J'ai découvert avec beaucoup d'intérêt dans le développement de l'initiative que, dans le canton du Jura, il existe un arrêté proclamant "La Nouvelle Rauracienne" hymne officiel de la République et Canton du Jura. Cela m'a beaucoup surpris parce que dans le canton de Genève, notre hymne cantonal, le "Cé qu'è lainô", est un hymne qui remonte au XVIIe siècle. Cet hymne aujourd'hui est totalement incompréhensible. La langue dans laquelle il a été écrit, c'est la langue que l'on parlait à Genève au XVIIe siècle, qui n'existe plus et que plus personne ne parle sur la surface de cette planète. Et si vous doutez que cette langue est incompréhensible, je vous recommande vivement de lire les paroles du "Cé qu'è lainô" lorsque vous recevrez la marmite en chocolat lors de la session d'hiver. Vous verrez que, véritablement, on n'y comprend rien. Tout de même, c'est un hymne religieux: "Cé qu'è lainô" signifie "Celui qui est en haut". Il n'en demeure pas moins que cet hymne incompréhensible, toutes les Genevoises et tous les Genevois le connaissent. Ils le connaissent autant, si ce n'est mieux, que le "Cantique suisse". C'est vraiment un hymne qui est gravé dans le coeur des gens, sans qu'une loi soit nécessaire.

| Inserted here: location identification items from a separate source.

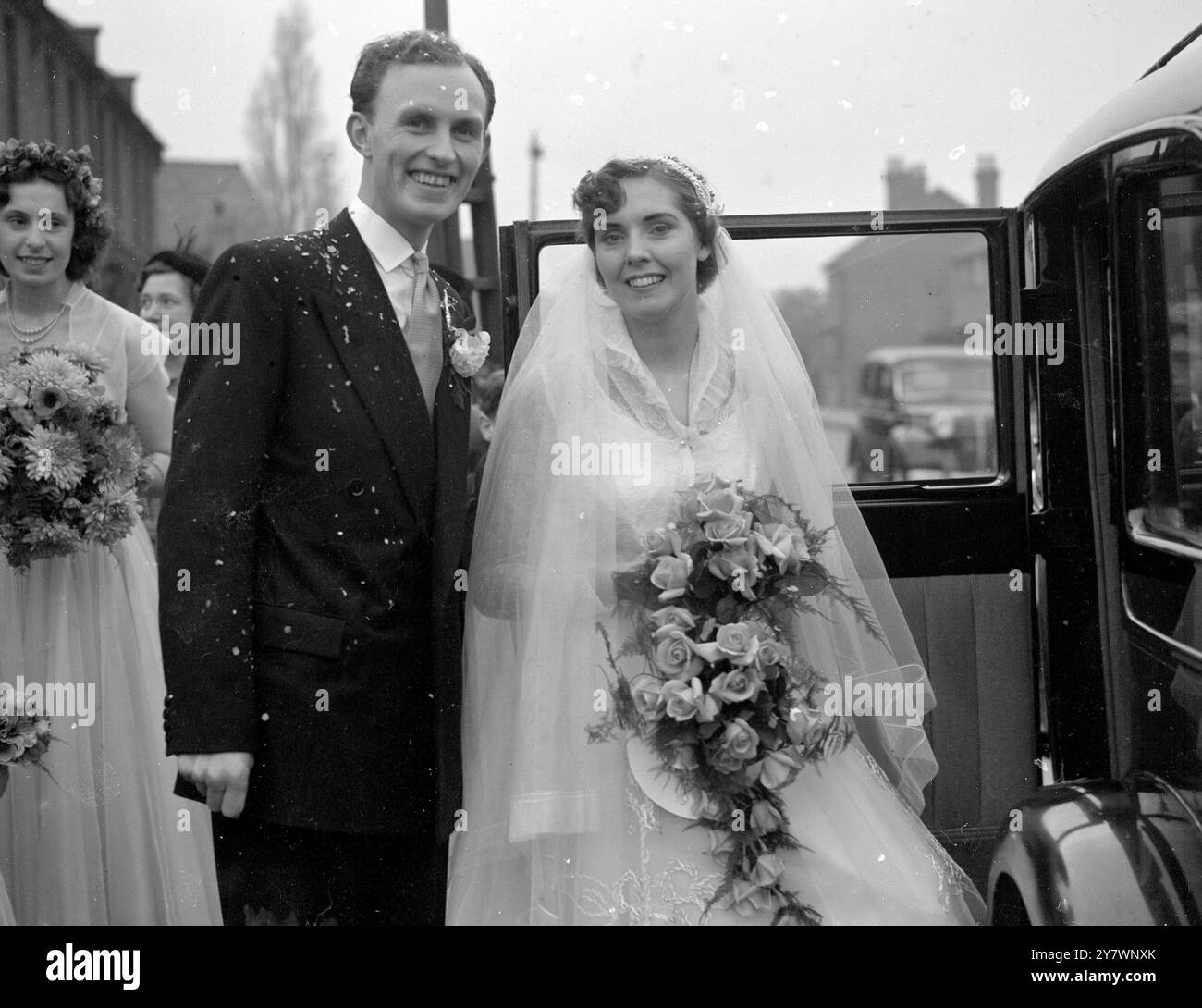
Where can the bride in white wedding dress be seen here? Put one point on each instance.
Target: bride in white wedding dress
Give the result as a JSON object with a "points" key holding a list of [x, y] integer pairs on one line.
{"points": [[6, 916], [626, 387]]}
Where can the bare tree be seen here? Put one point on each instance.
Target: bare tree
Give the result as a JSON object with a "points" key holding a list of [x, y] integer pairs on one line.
{"points": [[291, 166]]}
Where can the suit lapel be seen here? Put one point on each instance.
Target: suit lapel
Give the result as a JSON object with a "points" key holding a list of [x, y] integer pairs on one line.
{"points": [[362, 327], [451, 486]]}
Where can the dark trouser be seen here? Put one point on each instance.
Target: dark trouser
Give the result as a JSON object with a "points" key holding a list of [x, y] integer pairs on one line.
{"points": [[287, 875]]}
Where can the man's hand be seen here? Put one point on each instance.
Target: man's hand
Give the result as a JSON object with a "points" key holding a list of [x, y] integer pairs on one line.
{"points": [[220, 777]]}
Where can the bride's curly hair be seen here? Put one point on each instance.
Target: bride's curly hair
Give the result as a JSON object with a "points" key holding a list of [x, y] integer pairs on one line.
{"points": [[602, 191], [22, 161]]}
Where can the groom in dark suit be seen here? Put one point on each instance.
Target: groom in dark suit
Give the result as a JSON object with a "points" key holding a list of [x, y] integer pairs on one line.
{"points": [[313, 522]]}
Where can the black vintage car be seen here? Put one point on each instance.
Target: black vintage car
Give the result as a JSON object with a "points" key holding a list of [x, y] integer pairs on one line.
{"points": [[926, 412]]}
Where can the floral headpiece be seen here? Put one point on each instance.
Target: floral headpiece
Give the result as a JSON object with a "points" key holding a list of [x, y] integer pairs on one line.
{"points": [[705, 191], [17, 158]]}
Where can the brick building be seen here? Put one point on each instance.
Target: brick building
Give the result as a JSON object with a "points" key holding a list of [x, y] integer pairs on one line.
{"points": [[51, 88]]}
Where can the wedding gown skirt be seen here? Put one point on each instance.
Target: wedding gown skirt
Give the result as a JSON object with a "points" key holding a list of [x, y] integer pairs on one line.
{"points": [[865, 859], [104, 841], [6, 916]]}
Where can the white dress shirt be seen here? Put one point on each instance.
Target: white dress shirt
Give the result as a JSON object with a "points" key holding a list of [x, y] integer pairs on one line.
{"points": [[391, 252]]}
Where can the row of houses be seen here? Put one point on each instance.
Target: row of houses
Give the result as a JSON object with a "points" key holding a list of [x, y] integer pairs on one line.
{"points": [[53, 88], [880, 291]]}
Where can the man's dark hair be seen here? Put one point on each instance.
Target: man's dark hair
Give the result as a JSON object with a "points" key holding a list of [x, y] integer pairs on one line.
{"points": [[602, 191], [485, 390], [409, 49], [187, 264]]}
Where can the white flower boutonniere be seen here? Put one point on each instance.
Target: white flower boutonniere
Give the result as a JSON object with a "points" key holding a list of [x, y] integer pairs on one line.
{"points": [[469, 351]]}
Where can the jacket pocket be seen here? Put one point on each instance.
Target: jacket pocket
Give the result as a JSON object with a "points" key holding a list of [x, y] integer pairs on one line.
{"points": [[296, 631]]}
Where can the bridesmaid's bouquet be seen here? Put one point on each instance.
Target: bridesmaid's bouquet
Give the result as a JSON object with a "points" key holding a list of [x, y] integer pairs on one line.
{"points": [[728, 710], [70, 461]]}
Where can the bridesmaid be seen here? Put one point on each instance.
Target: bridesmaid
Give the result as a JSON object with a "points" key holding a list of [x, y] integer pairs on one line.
{"points": [[104, 841]]}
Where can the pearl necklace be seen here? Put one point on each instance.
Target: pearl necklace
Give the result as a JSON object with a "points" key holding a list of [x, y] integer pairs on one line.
{"points": [[36, 333]]}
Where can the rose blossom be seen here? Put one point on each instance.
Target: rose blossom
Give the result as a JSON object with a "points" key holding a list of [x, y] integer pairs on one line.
{"points": [[776, 541], [673, 616], [671, 576], [765, 817], [767, 871], [674, 655], [686, 700], [779, 768], [648, 698], [745, 899], [705, 807], [726, 563], [721, 502], [732, 529], [805, 725], [769, 652], [720, 842], [740, 740], [662, 541], [737, 686]]}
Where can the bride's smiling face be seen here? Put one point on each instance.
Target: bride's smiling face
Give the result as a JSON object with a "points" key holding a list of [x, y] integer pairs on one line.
{"points": [[648, 252]]}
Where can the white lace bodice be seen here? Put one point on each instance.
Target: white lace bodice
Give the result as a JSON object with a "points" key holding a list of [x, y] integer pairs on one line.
{"points": [[716, 442]]}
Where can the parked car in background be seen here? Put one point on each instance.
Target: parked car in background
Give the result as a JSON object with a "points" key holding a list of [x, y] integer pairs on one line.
{"points": [[926, 412]]}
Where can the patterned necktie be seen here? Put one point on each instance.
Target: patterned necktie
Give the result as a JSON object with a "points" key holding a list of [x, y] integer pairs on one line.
{"points": [[423, 335]]}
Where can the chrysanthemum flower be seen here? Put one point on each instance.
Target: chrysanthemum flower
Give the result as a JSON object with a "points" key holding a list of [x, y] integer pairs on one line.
{"points": [[109, 517], [55, 456]]}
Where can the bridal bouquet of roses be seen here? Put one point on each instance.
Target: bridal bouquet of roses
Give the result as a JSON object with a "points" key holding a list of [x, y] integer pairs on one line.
{"points": [[70, 461], [726, 707], [24, 737]]}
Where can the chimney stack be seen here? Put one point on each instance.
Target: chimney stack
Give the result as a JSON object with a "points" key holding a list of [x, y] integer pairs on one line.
{"points": [[905, 188], [987, 180]]}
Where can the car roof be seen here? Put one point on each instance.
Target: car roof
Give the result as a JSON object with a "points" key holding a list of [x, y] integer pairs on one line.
{"points": [[1170, 94], [893, 355]]}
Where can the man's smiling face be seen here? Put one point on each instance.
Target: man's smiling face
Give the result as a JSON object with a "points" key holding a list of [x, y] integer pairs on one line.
{"points": [[422, 144]]}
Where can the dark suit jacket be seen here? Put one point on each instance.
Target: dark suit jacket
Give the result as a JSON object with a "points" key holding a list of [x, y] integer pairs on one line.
{"points": [[311, 533]]}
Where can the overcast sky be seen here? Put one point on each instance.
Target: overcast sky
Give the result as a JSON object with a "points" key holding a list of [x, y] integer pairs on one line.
{"points": [[828, 88]]}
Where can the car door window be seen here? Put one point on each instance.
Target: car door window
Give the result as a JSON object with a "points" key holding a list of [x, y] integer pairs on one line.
{"points": [[1160, 376]]}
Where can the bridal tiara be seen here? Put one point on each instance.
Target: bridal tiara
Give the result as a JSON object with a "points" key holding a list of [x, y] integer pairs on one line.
{"points": [[704, 189]]}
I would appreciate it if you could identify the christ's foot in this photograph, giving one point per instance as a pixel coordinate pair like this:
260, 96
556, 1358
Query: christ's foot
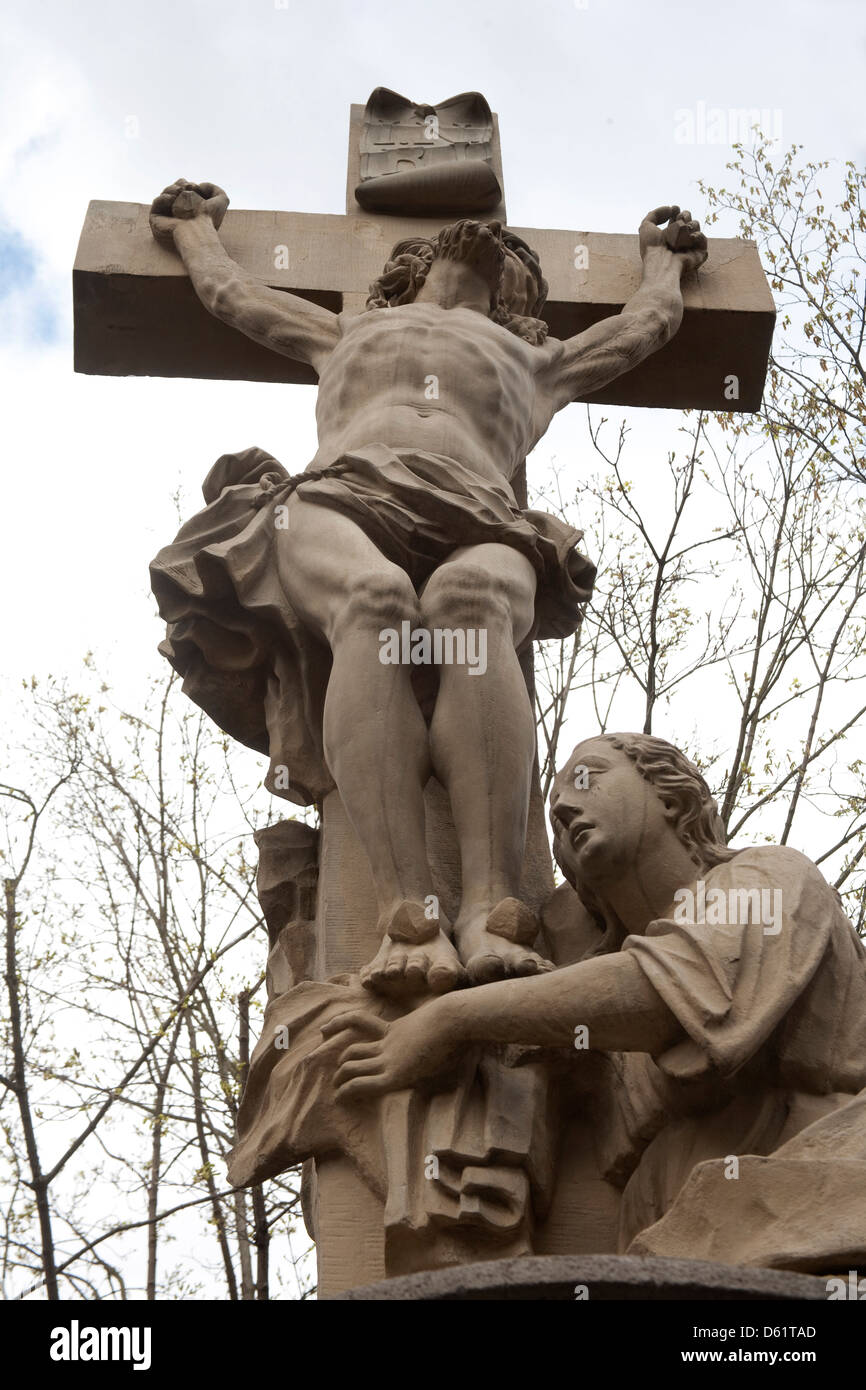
414, 957
495, 945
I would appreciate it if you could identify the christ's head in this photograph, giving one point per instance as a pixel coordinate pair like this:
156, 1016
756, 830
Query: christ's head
501, 259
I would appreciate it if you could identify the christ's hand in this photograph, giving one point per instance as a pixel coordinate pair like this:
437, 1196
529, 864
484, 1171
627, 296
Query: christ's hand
683, 236
181, 202
423, 1044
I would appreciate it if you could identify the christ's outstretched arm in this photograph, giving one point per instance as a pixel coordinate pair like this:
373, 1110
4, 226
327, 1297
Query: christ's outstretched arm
651, 317
186, 216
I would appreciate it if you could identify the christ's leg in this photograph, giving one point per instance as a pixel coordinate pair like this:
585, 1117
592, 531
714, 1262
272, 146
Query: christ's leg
374, 734
483, 745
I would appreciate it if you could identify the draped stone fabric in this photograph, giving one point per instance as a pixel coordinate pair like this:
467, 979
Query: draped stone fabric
489, 1132
773, 1068
245, 656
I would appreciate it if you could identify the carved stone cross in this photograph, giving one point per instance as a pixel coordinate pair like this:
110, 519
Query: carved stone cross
410, 171
136, 313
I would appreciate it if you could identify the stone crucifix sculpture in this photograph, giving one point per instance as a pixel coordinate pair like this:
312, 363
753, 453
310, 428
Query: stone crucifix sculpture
428, 402
293, 599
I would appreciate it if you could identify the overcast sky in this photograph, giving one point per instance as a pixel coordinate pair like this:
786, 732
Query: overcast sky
113, 100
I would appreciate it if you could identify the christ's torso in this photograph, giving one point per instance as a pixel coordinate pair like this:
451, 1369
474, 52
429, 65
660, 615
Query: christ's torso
448, 381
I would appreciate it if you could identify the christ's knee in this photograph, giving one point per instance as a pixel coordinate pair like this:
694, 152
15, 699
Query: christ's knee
378, 601
470, 597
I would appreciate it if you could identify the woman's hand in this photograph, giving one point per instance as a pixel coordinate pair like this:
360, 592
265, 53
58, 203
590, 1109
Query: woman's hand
395, 1055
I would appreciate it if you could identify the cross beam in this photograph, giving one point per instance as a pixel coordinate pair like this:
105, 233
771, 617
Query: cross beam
136, 312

Soyons un peu raisonnables: est-ce vraiment le rôle du Parlement que de dire à nos compatriotes ce qu'ils peuvent chanter? pire, ce qu'ils doivent chanter? Est-ce le rôle du Parlement que de réunir des commissions parlementaires pour écrire les paroles d'un hymne national? Parce que si nous donnons suite à cette initiative parlementaire, cela signifie clairement que demain, très concrètement, à 13 ou à 25, nous allons commencer à écrire les paroles de l'hymne national! C'est ce qui est concrètement demandé. Je crois que là, nous nous engageons sur des terrains qui sont peut-être un peu trop périlleux. Bien que nous soyons législateurs et qu'au fond nous aimions faire des lois - c'est notre rôle -, ayons la sagesse d'éviter les lois inutiles, d'autant plus inutiles qu'en l'occurrence cet hymne fait apparemment déjà l'objet d'une décision du Conseil fédéral.

C'est en ce sens que je vous recommande de suivre la majorité de notre commission.